Conformational transitions in semiflexible dendrimers induced by bond orientations (original) (raw)

2012, The Journal of Chemical Physics

We theoretically investigate the conformational properties of semiflexible dendrimers where the semiflexibility is implemented by topologically restricting the bond directions and orientations of the respective bond vectors. Molecular size (radius of gyration, R g and Wiener index, W), shape factor ρ, configurational free energy F, and the static structure factor, S(q) of semiflexible dendrimers are analyzed as a function of the bond orientation angle, φ. The size of the lower generation dendrimers decreases with increasing φ throughout the entire range of φ, φ ∈ (0, π).

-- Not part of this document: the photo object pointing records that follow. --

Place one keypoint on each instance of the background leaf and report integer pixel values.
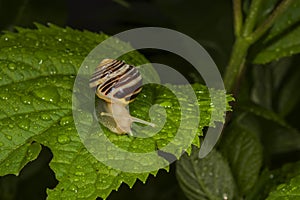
(290, 190)
(207, 178)
(38, 69)
(244, 154)
(283, 38)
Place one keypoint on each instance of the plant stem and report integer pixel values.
(252, 17)
(236, 63)
(270, 20)
(238, 17)
(240, 48)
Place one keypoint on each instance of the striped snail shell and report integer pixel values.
(117, 83)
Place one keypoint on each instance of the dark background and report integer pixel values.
(207, 21)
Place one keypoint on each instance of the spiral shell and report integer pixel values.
(117, 83)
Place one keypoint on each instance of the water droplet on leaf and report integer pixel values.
(63, 139)
(8, 137)
(24, 124)
(45, 117)
(26, 100)
(12, 66)
(79, 173)
(66, 120)
(48, 94)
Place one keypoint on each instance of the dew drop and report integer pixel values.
(63, 139)
(26, 100)
(4, 96)
(66, 120)
(225, 196)
(24, 124)
(79, 173)
(45, 117)
(12, 66)
(8, 137)
(48, 94)
(16, 109)
(167, 104)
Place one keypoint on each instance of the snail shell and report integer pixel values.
(117, 83)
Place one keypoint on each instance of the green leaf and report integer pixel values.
(283, 38)
(264, 113)
(269, 179)
(289, 190)
(37, 73)
(244, 154)
(25, 12)
(207, 178)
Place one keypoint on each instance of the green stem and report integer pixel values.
(270, 20)
(238, 17)
(236, 63)
(252, 17)
(243, 42)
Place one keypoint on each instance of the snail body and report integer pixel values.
(117, 84)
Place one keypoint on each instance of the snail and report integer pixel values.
(118, 84)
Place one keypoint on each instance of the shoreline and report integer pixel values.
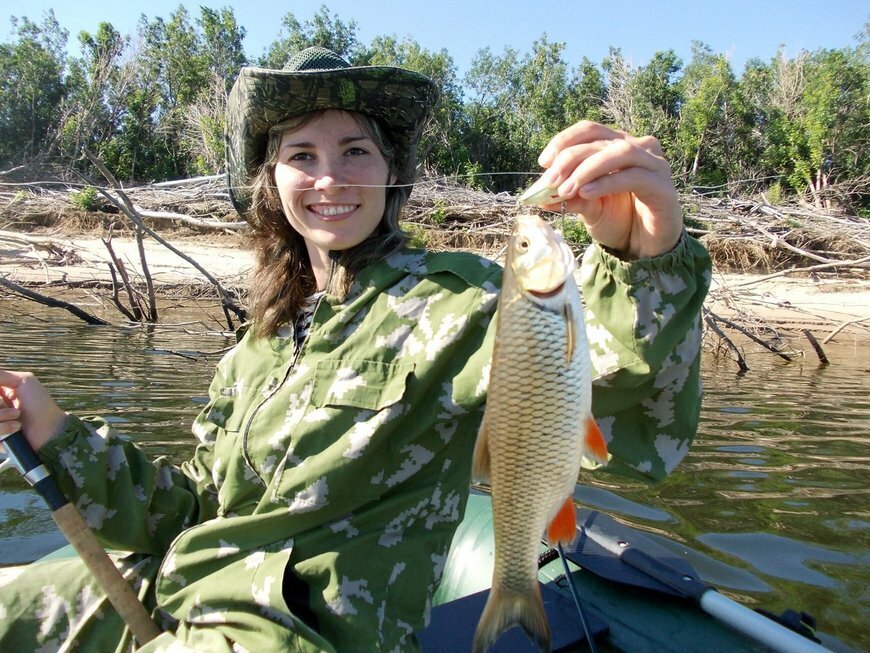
(788, 302)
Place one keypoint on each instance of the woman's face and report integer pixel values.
(331, 179)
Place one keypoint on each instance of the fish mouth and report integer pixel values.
(546, 294)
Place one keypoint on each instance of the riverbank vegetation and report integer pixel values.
(150, 106)
(773, 163)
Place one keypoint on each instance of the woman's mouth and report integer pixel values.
(332, 210)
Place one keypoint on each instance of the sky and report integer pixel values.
(740, 29)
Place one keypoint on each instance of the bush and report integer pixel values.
(86, 199)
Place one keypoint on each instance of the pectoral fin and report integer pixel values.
(570, 325)
(480, 461)
(595, 447)
(563, 528)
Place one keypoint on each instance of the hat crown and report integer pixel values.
(313, 59)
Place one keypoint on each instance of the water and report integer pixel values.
(771, 503)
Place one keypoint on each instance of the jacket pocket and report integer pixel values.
(367, 384)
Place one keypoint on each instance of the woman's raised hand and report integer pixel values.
(27, 406)
(620, 185)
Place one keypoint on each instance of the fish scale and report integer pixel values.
(534, 432)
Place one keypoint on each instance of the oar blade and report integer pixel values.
(601, 544)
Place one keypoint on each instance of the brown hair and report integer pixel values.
(283, 277)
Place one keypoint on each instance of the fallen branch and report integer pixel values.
(741, 362)
(842, 326)
(856, 263)
(123, 203)
(745, 332)
(52, 302)
(815, 343)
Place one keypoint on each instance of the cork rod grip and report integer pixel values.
(118, 591)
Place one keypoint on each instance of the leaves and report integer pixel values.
(152, 104)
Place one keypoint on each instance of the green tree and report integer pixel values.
(708, 88)
(98, 83)
(656, 98)
(517, 104)
(828, 138)
(32, 88)
(323, 29)
(442, 149)
(586, 93)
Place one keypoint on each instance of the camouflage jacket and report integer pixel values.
(347, 463)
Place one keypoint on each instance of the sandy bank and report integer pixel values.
(789, 302)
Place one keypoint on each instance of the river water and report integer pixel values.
(771, 503)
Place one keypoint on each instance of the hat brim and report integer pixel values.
(262, 98)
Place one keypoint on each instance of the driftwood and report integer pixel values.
(745, 235)
(122, 201)
(39, 298)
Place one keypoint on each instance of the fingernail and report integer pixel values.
(567, 189)
(546, 156)
(587, 189)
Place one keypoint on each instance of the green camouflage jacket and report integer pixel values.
(348, 462)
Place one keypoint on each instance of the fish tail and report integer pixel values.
(563, 528)
(505, 609)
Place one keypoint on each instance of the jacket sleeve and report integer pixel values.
(131, 502)
(643, 320)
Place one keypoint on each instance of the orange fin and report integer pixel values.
(563, 528)
(594, 444)
(480, 461)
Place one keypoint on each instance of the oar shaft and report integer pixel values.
(79, 534)
(117, 589)
(757, 626)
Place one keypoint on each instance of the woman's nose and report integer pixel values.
(328, 175)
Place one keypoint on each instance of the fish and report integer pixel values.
(537, 425)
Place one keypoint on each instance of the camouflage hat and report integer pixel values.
(317, 78)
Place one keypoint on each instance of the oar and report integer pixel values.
(615, 552)
(74, 528)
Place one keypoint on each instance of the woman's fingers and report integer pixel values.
(581, 132)
(577, 168)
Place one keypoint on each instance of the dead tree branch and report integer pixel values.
(52, 302)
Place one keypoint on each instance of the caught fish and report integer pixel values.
(537, 426)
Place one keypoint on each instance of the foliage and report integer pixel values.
(87, 199)
(32, 87)
(151, 105)
(574, 232)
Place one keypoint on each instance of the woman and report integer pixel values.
(334, 455)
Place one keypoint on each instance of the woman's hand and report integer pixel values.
(620, 186)
(26, 405)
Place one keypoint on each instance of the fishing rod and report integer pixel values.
(70, 522)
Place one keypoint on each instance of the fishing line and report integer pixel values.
(570, 578)
(420, 182)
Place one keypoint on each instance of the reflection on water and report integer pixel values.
(771, 504)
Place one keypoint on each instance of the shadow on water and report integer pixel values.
(771, 504)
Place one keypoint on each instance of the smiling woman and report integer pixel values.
(334, 452)
(332, 179)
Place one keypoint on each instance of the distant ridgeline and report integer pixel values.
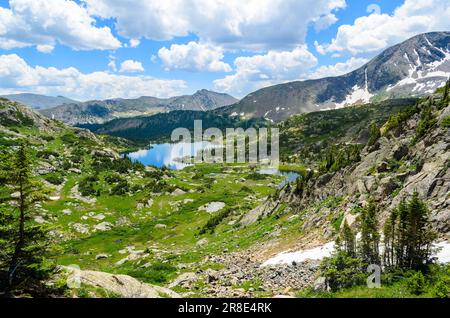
(160, 126)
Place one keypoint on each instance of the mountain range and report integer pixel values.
(37, 101)
(100, 111)
(415, 67)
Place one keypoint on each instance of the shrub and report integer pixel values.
(416, 283)
(442, 289)
(54, 178)
(86, 186)
(214, 221)
(446, 122)
(342, 271)
(374, 134)
(121, 188)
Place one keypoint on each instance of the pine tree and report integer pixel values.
(370, 238)
(23, 243)
(408, 235)
(389, 239)
(445, 97)
(420, 235)
(374, 134)
(348, 240)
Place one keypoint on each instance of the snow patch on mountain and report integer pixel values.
(318, 253)
(425, 78)
(358, 95)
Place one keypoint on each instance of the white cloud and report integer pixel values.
(17, 76)
(43, 48)
(340, 68)
(263, 70)
(47, 22)
(130, 66)
(134, 43)
(232, 24)
(194, 57)
(325, 21)
(378, 31)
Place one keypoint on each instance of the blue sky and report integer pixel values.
(76, 48)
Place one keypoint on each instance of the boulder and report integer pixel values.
(122, 285)
(184, 280)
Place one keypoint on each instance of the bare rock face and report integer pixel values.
(390, 173)
(123, 285)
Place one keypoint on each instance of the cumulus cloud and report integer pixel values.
(258, 71)
(47, 22)
(325, 21)
(194, 57)
(233, 24)
(17, 76)
(378, 31)
(130, 66)
(340, 68)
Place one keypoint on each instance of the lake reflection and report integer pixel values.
(173, 156)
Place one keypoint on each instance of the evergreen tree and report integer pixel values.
(446, 97)
(374, 134)
(23, 243)
(370, 238)
(408, 236)
(389, 239)
(420, 235)
(348, 240)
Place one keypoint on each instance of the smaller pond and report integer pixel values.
(290, 176)
(177, 156)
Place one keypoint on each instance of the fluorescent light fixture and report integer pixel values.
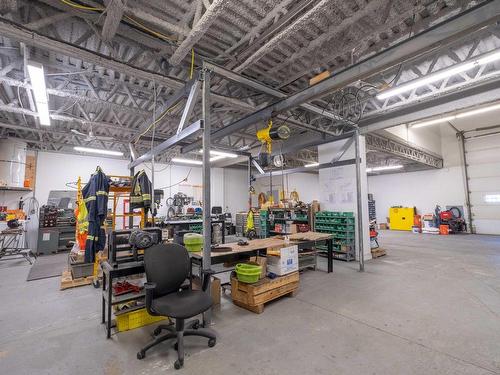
(385, 168)
(492, 198)
(98, 151)
(433, 122)
(472, 112)
(37, 77)
(221, 154)
(311, 165)
(215, 158)
(478, 111)
(187, 161)
(440, 75)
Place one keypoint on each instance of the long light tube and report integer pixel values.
(221, 154)
(98, 151)
(471, 112)
(384, 168)
(37, 77)
(440, 75)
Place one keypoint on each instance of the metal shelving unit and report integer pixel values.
(342, 226)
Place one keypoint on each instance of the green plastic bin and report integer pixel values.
(193, 242)
(248, 273)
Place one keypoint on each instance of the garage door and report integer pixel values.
(483, 160)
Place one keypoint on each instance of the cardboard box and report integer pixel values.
(285, 263)
(214, 288)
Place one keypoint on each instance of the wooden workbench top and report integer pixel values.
(265, 243)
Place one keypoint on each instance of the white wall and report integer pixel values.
(424, 189)
(338, 188)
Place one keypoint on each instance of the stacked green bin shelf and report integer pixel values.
(196, 228)
(342, 226)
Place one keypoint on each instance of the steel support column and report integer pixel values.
(249, 182)
(207, 225)
(359, 216)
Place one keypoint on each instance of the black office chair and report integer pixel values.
(167, 268)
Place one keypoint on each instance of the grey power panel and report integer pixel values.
(48, 240)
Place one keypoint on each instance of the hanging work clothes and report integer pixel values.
(140, 197)
(95, 195)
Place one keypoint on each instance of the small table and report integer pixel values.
(254, 246)
(108, 300)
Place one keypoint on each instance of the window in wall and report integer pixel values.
(492, 198)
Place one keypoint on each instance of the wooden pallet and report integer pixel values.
(67, 280)
(379, 252)
(253, 296)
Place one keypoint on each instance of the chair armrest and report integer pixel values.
(206, 279)
(149, 288)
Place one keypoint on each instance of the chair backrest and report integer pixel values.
(168, 266)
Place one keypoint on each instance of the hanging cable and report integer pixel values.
(192, 64)
(185, 179)
(128, 18)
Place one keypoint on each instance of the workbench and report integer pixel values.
(302, 240)
(111, 273)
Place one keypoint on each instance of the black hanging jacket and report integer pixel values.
(95, 194)
(140, 197)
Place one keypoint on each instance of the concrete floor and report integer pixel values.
(431, 306)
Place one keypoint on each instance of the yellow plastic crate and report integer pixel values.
(401, 218)
(136, 319)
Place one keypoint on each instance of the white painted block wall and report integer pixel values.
(423, 189)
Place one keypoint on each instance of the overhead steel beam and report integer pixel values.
(140, 13)
(443, 33)
(308, 169)
(171, 142)
(487, 92)
(238, 78)
(114, 13)
(173, 100)
(9, 29)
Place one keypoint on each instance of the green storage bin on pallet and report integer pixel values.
(248, 273)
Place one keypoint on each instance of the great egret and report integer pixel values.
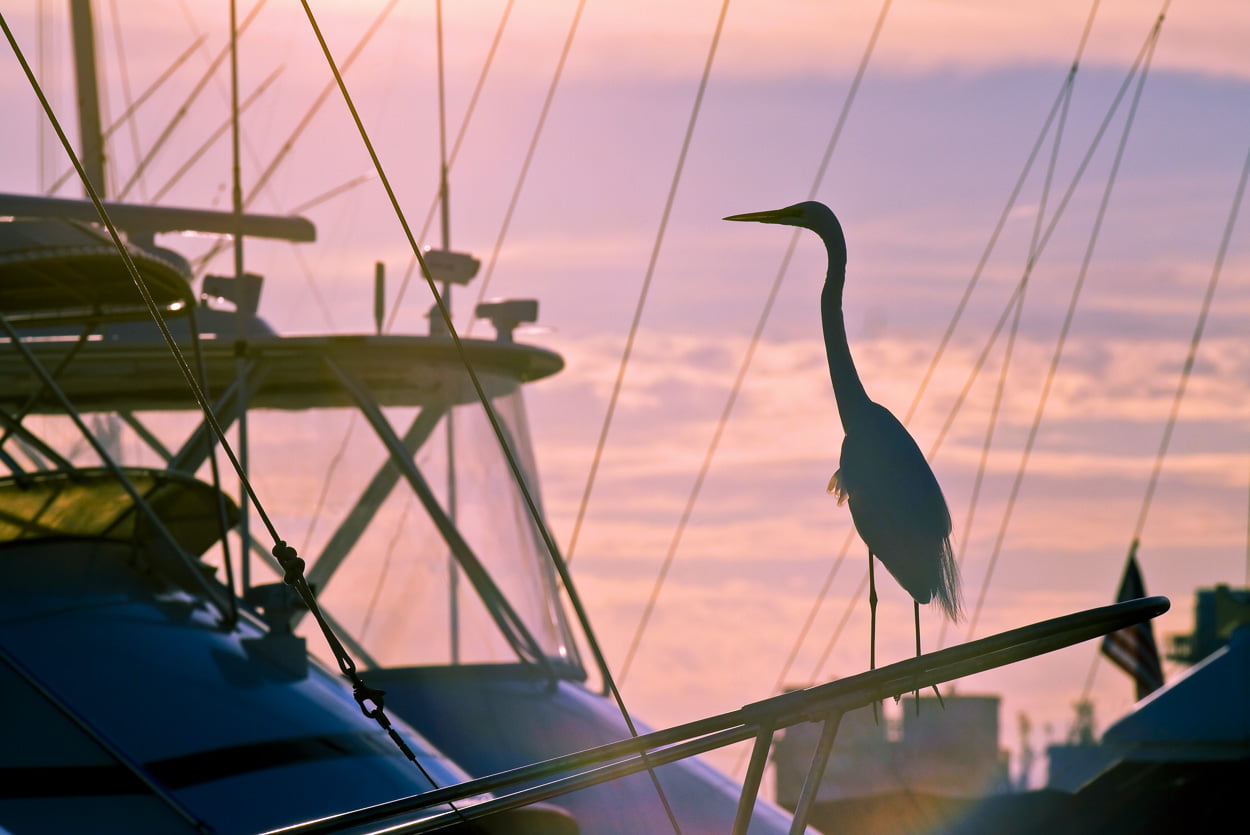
(895, 500)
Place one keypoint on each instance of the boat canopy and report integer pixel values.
(64, 271)
(93, 503)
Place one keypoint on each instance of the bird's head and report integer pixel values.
(811, 215)
(808, 215)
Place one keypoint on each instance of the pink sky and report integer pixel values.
(948, 111)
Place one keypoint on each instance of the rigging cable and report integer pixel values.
(1064, 101)
(290, 143)
(1186, 370)
(125, 84)
(785, 265)
(186, 105)
(129, 111)
(758, 335)
(529, 153)
(518, 475)
(1068, 318)
(451, 158)
(1040, 243)
(629, 349)
(369, 699)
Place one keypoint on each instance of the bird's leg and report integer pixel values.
(936, 691)
(916, 608)
(871, 610)
(871, 628)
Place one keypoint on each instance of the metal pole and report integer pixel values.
(815, 774)
(751, 784)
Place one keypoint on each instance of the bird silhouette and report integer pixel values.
(895, 500)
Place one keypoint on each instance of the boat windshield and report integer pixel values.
(403, 591)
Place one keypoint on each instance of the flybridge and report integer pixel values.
(141, 223)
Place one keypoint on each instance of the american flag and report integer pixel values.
(1133, 648)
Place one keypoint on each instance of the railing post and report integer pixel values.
(815, 774)
(751, 783)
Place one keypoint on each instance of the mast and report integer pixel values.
(90, 134)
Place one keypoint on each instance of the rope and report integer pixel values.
(1181, 384)
(1064, 104)
(629, 348)
(186, 105)
(530, 150)
(741, 375)
(518, 475)
(776, 283)
(1148, 49)
(451, 156)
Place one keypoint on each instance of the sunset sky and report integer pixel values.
(949, 109)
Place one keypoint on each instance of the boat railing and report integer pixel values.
(760, 720)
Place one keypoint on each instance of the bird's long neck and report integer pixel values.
(848, 388)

The higher generation dendrimers show a non-uniform behavior, for compressed conformations the size decreases with increasing φ, while for the expanded ones it increases with the increase in φ. A conformational transition occurs for the higher generation dendrimers from the limiting value of the hard sphere to an ideal chain with the change in φ. This conformational transition at φ = π /2 is also reflected in the configurational free energy. The configurational free energy exhibits a discontinuous behavior with the variation of φ, and this discontinuity occurs at φ = π /2. However, no such conformational transition is observed with the variation of the bond direction angle, θ , generation, G and functionality, f of the semiflexible dendrimers. The flexible dendrimer, i.e., at φ = π /2 is flanked between the compressed and expanded conformations of the semiflexible dendrimers resembling a hard sphere. The Kratky plot of the structure factor of all conformations quantitatively match with the results obtained from experiments and simulations in the low q-region in respect to the position of the major Kratky peak. For higher wave numbers, the Kratky plots for all conformations of semiflexible dendrimers agree with earlier theoretical results of model dendrimers [R.